So as Larsian is a hawker dining place, expect not to have spoons and forks on the table. You eat with your bare hands. You’re given a small plastic bag, and it’s not for your take out! You put your hand inside the bag, take the food in your hand and into your mouth. As unhygienic as it sounds not to wash your hands before or after eating, it’s your best (and maybe only) option at Larsian. Condiments are also nestled (hehe) right in front of you — pinakurat, toyo, suka, sili — everything that goes well with bbq. As for me, I preferred not to “waste” the marinade and ate my bbq as it is.
While enjoying my meal, I constantly thought to myself — “is Larsian supposed to be a tourist spot? Or is this as normal as it gets in Cebu?” In Manila, hawker dining spots that operated 24/7 are normally lugawan (porridge), pizza parlors, and of late, hole in the wall Persian restaurants. It would be nice to have a (cleaner) version of Larsian in Manila.
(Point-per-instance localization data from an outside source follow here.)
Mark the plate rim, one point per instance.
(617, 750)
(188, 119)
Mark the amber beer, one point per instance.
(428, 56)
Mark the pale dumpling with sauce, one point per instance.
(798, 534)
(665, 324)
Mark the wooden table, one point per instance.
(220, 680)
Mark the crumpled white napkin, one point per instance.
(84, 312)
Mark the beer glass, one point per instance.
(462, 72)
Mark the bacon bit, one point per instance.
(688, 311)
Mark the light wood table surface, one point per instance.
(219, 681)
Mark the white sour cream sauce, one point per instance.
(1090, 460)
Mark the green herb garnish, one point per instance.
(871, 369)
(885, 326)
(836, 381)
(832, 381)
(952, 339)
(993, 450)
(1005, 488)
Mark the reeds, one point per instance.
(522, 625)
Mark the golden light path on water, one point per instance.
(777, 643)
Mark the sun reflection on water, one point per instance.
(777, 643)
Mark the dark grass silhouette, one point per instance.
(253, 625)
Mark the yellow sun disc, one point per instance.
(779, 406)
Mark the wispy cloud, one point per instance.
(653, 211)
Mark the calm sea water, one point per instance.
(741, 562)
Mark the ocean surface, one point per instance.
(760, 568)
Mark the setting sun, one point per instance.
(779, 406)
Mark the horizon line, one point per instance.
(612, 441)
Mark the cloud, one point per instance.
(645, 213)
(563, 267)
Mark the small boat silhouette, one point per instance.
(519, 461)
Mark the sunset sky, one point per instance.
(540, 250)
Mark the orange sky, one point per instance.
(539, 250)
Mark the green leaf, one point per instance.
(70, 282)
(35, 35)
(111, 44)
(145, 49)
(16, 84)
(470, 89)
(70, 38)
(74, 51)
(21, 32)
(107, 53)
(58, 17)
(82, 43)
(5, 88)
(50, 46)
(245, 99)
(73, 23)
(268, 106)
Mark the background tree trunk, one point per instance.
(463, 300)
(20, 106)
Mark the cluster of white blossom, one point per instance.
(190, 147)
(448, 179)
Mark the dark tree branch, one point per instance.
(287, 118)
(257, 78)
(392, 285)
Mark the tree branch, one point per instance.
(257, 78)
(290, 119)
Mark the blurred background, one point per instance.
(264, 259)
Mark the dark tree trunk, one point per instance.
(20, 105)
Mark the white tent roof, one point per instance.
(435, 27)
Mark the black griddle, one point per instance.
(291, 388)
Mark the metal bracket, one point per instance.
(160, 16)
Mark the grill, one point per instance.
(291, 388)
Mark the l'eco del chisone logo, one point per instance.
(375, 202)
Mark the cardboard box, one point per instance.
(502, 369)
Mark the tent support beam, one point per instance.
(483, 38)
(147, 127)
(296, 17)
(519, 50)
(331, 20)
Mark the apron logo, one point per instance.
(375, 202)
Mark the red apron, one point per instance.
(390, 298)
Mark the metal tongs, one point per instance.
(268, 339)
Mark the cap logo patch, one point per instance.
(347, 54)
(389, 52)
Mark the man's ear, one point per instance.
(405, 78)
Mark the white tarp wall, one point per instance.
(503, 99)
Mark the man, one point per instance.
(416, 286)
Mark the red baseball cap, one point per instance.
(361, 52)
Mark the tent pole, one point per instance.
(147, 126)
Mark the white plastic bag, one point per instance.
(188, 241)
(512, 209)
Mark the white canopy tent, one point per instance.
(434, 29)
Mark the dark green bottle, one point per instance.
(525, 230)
I wouldn’t say that the bbq was all that special — in fact, I’ve had better bbq from roadside grills across tutoring centers in Manila. But for 4 sticks of grilled pork belly, 1 puso’, 2 Cokes, and for a grand total of Php85 (that’s less than $2!) for a complete meal, I’d say “not bad”.
I’d also say that while I went to Larsian to try something different, no reason is bigger than that I don’t remember how to get to Kan-anan ni Kuya J, which is supposed to be somewhere near the capitol. But would I go back to Larsian? Probably. On the condition that they start serving normal white rice like I know it.